Three recent Alliance for Open Media presentations on YouTube shed new light on AV2’s performance and utility.
-
Andrew Norkin, Director of Codec Development at Netflix, presented the current status and architecture of AV2. He outlined the codec’s design goals, early performance results, and hardware-focused development approach, noting that the low-level toolset is now finalized. The YouTube video is here.
-
Ryan Lei, Video Compression Engineer at Meta, shared AV2 performance data generated under AOM’s Common Test Conditions. His talk covered test configurations, performance metrics, and recent results across adaptive streaming, HDR, and extended color formats. The YouTube video is here.
-
Li-Heng Chen, Software Engineer at Netflix, discussed the deployment of AV1’s Film Grain Synthesis tool. While centered on AV1, the talk confirmed that AV2 will retain FGS as a mandatory feature and introduced enhancements relevant to next-gen codec development. The YouTube video is here.

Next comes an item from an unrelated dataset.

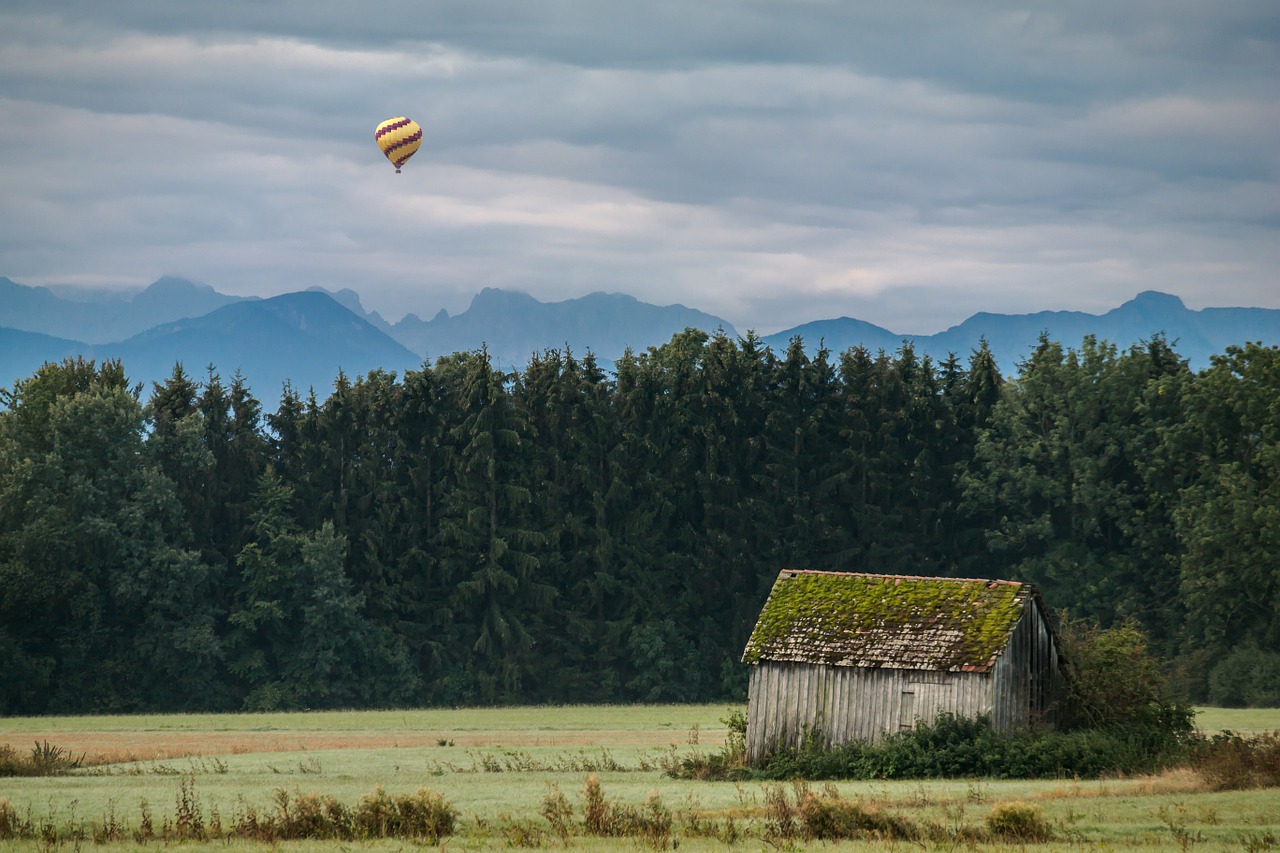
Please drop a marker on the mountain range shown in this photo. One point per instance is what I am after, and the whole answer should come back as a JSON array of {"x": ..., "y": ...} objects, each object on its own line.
[{"x": 305, "y": 338}]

I present them in order with a combined conclusion at the end.
For performance results, Norkin presented a single slide, while Lei presented All Intra, Random Access, Adaptive Bitrate Streaming, and Subjective Results. Jump to his presentation if that’s your primary concern. Just so you know, all performance data compared AV2 to AV1, with no reference to HEVC or VVV.
Contents
AV2 Codec Architecture, Presented by Netflix’s Andrew Norkin
This section comes from Norkin’s YouTube video, which is available here and embedded below.
AV2 Introduction and Timeline

Norkin began his presentation by outlining the timeline and motivation behind AV2. He recapped AOM’s formation in 2015 and the 2018 release of AV1, a codec built from several open technologies, including VP10, Daala, and Thor. AV1 has since been widely adopted by major streaming platforms.

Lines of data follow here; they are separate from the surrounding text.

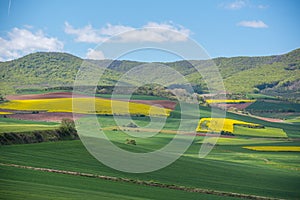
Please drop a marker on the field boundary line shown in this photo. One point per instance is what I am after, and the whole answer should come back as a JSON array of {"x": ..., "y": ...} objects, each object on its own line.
[{"x": 146, "y": 183}]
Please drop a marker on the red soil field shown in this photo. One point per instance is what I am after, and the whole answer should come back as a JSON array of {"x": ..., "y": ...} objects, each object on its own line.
[{"x": 239, "y": 106}]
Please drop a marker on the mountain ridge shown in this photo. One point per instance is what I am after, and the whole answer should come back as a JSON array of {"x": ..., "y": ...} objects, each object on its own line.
[{"x": 277, "y": 75}]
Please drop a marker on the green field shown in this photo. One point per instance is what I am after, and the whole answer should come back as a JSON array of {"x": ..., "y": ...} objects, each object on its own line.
[
  {"x": 44, "y": 185},
  {"x": 13, "y": 125},
  {"x": 259, "y": 132}
]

In 2020, AOM began work on the next-generation video codec that would become AV2, designed to significantly improve compression efficiency and expand the toolset to support a broader range of use cases, including low-bitrate streaming, screen content, and layered video.

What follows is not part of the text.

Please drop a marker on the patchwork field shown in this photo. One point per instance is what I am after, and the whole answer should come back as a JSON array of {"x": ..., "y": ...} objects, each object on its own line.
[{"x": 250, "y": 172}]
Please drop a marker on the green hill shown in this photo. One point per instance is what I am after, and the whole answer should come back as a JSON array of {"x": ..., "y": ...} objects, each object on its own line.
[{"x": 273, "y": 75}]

Norkin emphasized that over the past four years, the codec working group evaluated dozens of proposed tools for AV2, applying strict criteria around complexity and implementation feasibility. He noted that hardware decoding concerns were a consistent focus, with companies like AMD and Realtek participating specifically to assess hardware readiness. While he did not comment on licensing or IP strategy, the involvement of major tech and streaming platforms, including companies that are also active in VVC development, like Tencent and Alibaba, suggests that AV2 is being seriously considered across the industry.
Analysis: The breadth of participation indicates that AV2 is not just a research project, but a codec under serious consideration by companies with significant influence over streaming infrastructure and device deployment. This includes Amazon and Apple, both of which deliver streaming hardware devices and premium content. Notably, neither has publicly adopted AV1 for premium content, making their participation in AV2 potentially noteworthy if for content and not exclusively for devices. Involvement from VVC-aligned companies also suggests that many platforms are hedging, planning to support multiple formats depending on use case or geography. Whether that turns into real-world deployment will likely depend on the final spec, IP clarity, and available encoder/decoder support.
Norkin described AV2 as a new codec built around an expanded toolset and significantly higher compression efficiency. He did not explicitly state that hardware would be required, but the repeated emphasis on decoding complexity, combined with feedback from hardware implementers, suggests that AV2 is being designed with hardware acceleration in mind.
Analysis: This is consistent with how next-gen codecs are typically developed: software reference implementations prove out the tools, but real-world adoption, especially in mobile and consumer devices, often depends on custom silicon. AV2 will benefit from hardware, and for some use cases, particularly high-res or low-power environments, it may be essential.
AV2 Performance Results: Part I

Norkin shared the most recent performance results for AV2, based on version 11.0.0 of the AVM reference software. He noted that nearly all low-level coding tools have now been finalized, with remaining work focused on high-level syntax. The results compare AV2 against a modified AV1 anchor across multiple configurations, including all-intra (AI), low-delay (LD), and random access (RA). In the RA configuration, which is the most representative for streaming, AV2 showed a 28.6% bitrate reduction for equivalent PSNR-YUV and a 32.6% reduction based on VMAF.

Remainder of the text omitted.